Brachial Plexus Injuries and Erb’s Palsy
The brachial plexus is a network of nerves that runs from the spinal cord through the neck and into the arm. When excessive traction is applied to the baby’s head during a shoulder dystocia delivery, these nerves may be stretched, torn, or avulsed (ripped from the spinal cord).
Upper brachial plexus injuries affecting the C5 and C6 nerve roots are classified as Erb’s palsy and typically affect the shoulder and upper arm. Some brachial plexus injuries resolve with physical therapy over time, while others require surgical intervention and may result in permanent loss of function.
Oxygen Deprivation and Brain Injury
If the shoulder dystocia is not resolved quickly, the baby’s oxygen supply may be compromised due to compression of the umbilical cord. Prolonged oxygen deprivation during delivery may lead to hypoxic-ischemic encephalopathy (HIE), a form of brain damage that may cause cerebral palsy, seizure disorders, developmental delays, and cognitive impairment.

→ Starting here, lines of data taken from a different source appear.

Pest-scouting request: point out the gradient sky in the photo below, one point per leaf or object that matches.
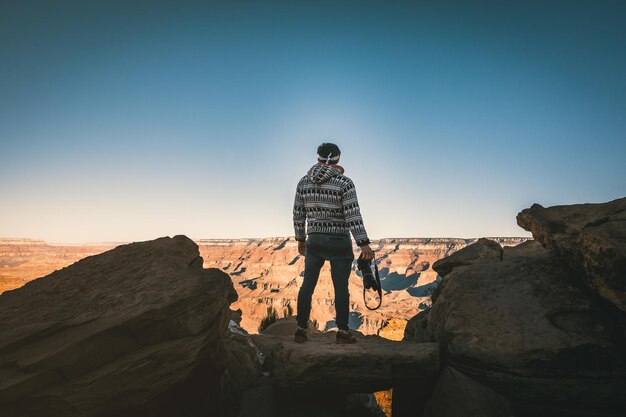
(126, 121)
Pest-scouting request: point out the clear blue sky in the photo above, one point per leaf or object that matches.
(127, 121)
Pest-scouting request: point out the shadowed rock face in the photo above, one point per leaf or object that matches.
(590, 238)
(268, 272)
(456, 395)
(139, 330)
(320, 365)
(518, 321)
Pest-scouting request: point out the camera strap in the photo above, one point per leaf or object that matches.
(380, 289)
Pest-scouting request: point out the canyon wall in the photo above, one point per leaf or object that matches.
(267, 273)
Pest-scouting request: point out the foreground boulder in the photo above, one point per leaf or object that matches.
(590, 238)
(372, 364)
(139, 330)
(517, 323)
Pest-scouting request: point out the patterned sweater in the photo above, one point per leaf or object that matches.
(326, 201)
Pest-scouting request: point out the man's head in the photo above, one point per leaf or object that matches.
(328, 153)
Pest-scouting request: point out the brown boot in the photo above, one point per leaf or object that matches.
(345, 337)
(300, 336)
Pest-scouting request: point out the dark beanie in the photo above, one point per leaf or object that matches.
(328, 150)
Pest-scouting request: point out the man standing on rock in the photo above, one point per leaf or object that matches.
(326, 202)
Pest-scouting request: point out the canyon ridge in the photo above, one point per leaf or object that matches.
(267, 274)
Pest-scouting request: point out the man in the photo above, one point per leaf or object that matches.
(326, 201)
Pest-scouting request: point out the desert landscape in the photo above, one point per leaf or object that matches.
(267, 273)
(154, 329)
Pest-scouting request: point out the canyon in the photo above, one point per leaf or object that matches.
(267, 274)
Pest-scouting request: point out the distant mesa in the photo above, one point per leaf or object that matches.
(159, 329)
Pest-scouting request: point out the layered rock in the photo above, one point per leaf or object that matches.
(268, 272)
(517, 320)
(321, 365)
(591, 238)
(457, 395)
(22, 260)
(139, 330)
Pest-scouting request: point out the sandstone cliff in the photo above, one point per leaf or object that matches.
(140, 330)
(268, 273)
(537, 328)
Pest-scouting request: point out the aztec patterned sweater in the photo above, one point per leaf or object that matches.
(326, 201)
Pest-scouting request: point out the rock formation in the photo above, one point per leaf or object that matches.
(268, 273)
(522, 323)
(591, 238)
(22, 260)
(371, 364)
(140, 330)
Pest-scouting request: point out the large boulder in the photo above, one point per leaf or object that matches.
(484, 250)
(139, 330)
(457, 395)
(320, 365)
(590, 238)
(520, 325)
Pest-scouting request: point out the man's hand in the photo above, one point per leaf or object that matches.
(367, 252)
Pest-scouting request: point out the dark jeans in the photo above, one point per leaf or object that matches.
(337, 249)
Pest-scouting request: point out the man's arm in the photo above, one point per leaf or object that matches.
(352, 213)
(299, 216)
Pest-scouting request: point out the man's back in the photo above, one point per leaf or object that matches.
(326, 199)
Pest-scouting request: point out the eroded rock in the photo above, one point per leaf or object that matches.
(139, 330)
(372, 364)
(590, 238)
(524, 328)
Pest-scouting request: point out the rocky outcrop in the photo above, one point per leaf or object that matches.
(321, 365)
(456, 395)
(268, 272)
(590, 238)
(22, 260)
(519, 321)
(139, 330)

Filing Deadlines for Queens Shoulder Dystocia Claims
New York law sets strict filing deadlines for birth injury and medical malpractice claims. For shoulder dystocia cases involving a child, the timeline follows specific rules.

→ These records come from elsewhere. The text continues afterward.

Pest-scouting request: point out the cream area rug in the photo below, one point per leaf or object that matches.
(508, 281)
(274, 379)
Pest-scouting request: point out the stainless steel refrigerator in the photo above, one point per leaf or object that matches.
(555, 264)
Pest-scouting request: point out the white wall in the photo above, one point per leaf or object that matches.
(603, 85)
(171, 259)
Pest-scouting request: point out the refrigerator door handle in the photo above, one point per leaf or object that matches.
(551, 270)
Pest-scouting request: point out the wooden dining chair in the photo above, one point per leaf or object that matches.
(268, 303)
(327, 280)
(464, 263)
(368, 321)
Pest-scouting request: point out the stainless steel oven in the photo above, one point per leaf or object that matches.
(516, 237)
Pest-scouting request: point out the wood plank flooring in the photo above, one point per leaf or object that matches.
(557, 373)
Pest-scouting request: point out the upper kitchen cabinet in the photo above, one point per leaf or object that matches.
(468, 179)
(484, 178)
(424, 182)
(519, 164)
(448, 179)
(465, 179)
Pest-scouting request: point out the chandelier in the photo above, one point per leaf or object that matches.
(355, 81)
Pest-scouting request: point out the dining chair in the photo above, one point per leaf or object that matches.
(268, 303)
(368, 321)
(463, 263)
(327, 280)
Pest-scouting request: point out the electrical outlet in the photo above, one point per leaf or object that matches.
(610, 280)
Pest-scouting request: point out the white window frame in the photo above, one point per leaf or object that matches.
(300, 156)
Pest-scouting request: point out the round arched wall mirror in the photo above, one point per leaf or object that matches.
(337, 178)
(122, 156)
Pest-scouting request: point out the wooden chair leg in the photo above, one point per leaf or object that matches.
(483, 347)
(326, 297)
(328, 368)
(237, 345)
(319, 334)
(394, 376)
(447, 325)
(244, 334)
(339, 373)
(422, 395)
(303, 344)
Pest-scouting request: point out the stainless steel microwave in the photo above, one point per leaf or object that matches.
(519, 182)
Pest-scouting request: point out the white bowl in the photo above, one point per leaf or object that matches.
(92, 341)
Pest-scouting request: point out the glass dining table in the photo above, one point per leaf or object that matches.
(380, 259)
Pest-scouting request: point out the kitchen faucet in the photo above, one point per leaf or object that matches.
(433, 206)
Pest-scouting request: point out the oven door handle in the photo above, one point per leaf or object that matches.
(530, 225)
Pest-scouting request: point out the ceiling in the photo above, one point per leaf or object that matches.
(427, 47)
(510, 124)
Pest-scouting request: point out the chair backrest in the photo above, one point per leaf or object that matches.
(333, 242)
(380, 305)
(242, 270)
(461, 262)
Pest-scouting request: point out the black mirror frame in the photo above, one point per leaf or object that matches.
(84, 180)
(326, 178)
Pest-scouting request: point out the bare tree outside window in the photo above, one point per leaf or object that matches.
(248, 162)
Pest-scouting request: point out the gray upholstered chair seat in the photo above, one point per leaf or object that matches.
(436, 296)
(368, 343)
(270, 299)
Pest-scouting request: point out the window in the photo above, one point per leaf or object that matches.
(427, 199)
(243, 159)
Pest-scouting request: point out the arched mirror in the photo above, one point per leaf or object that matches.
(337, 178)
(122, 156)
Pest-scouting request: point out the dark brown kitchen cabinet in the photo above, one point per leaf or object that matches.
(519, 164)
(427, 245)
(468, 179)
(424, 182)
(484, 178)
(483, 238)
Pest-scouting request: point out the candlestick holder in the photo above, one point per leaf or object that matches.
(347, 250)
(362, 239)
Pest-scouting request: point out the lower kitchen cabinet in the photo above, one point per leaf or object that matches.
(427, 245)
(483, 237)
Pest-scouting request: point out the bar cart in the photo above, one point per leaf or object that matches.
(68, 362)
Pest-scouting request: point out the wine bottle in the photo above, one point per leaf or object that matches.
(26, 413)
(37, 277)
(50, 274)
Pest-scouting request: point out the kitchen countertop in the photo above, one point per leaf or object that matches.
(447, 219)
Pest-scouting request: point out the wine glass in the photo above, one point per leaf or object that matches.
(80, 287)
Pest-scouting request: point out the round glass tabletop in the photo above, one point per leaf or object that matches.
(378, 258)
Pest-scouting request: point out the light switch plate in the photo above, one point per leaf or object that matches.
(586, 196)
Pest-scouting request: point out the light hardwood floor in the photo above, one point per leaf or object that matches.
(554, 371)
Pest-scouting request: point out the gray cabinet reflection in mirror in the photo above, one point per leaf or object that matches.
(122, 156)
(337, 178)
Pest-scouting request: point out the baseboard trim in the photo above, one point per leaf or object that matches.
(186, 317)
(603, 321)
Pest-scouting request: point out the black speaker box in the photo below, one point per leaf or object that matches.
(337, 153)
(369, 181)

What Queens Families Need to Know About Deadlines
New York’s filing requirements for birth injury claims involve several overlapping rules. Families in Queens pursuing a shoulder dystocia case must be aware of all of them:
- Under CPLR § 214-a, the standard statute of limitations for medical malpractice is two years and six months from the negligent act
- For children, CPLR § 208 provides an infancy toll, but medical malpractice claims are capped at 10 years from the date of the malpractice regardless of the child’s age
- If the delivery occurred at a public hospital in Queens, such as a facility within NYC Health + Hospitals, General Municipal Law § 50-e requires a Notice of Claim within 90 days
- A certificate of merit under CPLR § 3012-a must accompany the complaint, confirming that a licensed physician reviewed the case and found a reasonable basis for the claim
Many families do not suspect that their child’s birth injury was caused by medical negligence until the child begins missing developmental milestones months or years later. The 10-year cap means the filing window may close while the child is still young, making early legal consultation one of the most practical steps a family may take.